Après Klami et Alwâne, Djazia Satour revient avec un nouvel album intitulé Aswât (Des voix) qui explore, dans la veine subtile et personnelle que nous lui connaissons, l’héritage musical algérien. On reconnaît encore dans les compositions originales qu’elle propose les influences les plus actuelles, empruntées notamment à la folk indie et au groove d’une pop pétillante. L’inspiration s’infléchit cependant de façon marquée vers les genres traditionnels qui ont bercé ses premières années.
Cette résurgence des modes musicaux et des rythmes algérois n’est pas seulement perceptible dans les accents mélodiques et les vocalises, tout en touches de sensibilité. Elle s’affirme dans la présence du banjo et du mandole qui font jaillir leurs sublimes étincelles dans les accords et les transitions instrumentales. Porté par ces deux ailes virevoltantes du chaâbi et soutenu à son paroxysme par le bendir, le chant prend de l’altitude et résonne comme un rappel lancinant des origines.

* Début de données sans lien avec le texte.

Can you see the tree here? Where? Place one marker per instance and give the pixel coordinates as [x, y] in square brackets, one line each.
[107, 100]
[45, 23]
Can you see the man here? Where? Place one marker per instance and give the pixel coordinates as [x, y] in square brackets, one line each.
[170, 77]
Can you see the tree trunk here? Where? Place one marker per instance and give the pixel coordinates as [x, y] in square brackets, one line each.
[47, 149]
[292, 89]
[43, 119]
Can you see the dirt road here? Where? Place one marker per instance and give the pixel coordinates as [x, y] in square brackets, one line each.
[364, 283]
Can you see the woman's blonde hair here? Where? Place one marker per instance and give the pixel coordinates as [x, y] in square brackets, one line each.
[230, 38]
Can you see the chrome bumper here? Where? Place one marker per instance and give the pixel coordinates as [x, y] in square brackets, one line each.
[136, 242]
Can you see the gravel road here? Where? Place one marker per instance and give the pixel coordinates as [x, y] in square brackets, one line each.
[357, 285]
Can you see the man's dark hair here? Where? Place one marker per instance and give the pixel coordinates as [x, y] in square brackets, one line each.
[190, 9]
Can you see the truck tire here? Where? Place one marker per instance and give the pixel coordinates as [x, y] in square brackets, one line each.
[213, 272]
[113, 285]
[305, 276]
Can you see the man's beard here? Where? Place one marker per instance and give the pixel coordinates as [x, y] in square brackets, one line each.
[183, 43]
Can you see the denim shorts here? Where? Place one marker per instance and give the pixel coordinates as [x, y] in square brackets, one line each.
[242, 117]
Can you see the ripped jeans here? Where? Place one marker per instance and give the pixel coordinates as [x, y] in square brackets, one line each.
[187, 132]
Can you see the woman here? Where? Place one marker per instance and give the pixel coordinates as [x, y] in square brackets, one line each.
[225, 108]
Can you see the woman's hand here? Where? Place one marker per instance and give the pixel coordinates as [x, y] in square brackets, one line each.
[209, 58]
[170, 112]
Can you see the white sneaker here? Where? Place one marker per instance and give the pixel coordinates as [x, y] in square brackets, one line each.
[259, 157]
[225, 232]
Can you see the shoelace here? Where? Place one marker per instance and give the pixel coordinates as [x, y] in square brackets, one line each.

Les textes évoquent sur un ton à la fois intuitif et distancié les thèmes de la dépossession, de l’exil et de l’errance (Ida, Taleb Laman, Chouf Elil), en appelant à la mémoire et à l’amour qui avivent la nostalgie des lieux désertés et des gens disparus (Souâl, Loun Liyam, Yama Tal). Ce sont autant de voix qui répercutent le tumulte du monde, dont La mélodie des vents (Neghmat Erriah) entrelace « les cris et les lamentations ». Elles ne pouvaient donc mieux s’exprimer aujourd’hui qu’en arabe, langue d’écriture de toutes les chansons.
Le retour aux sources musicales se nuance alors de ces affleurements du présent, comme si le réel s’immisçait pour une fois dans la nostalgie et le souvenir. C’est dire que, loin de céder aux tentations passéistes, ce nouvel album de Djazia va chercher dans la tradition de nouvelles opportunités d’invention.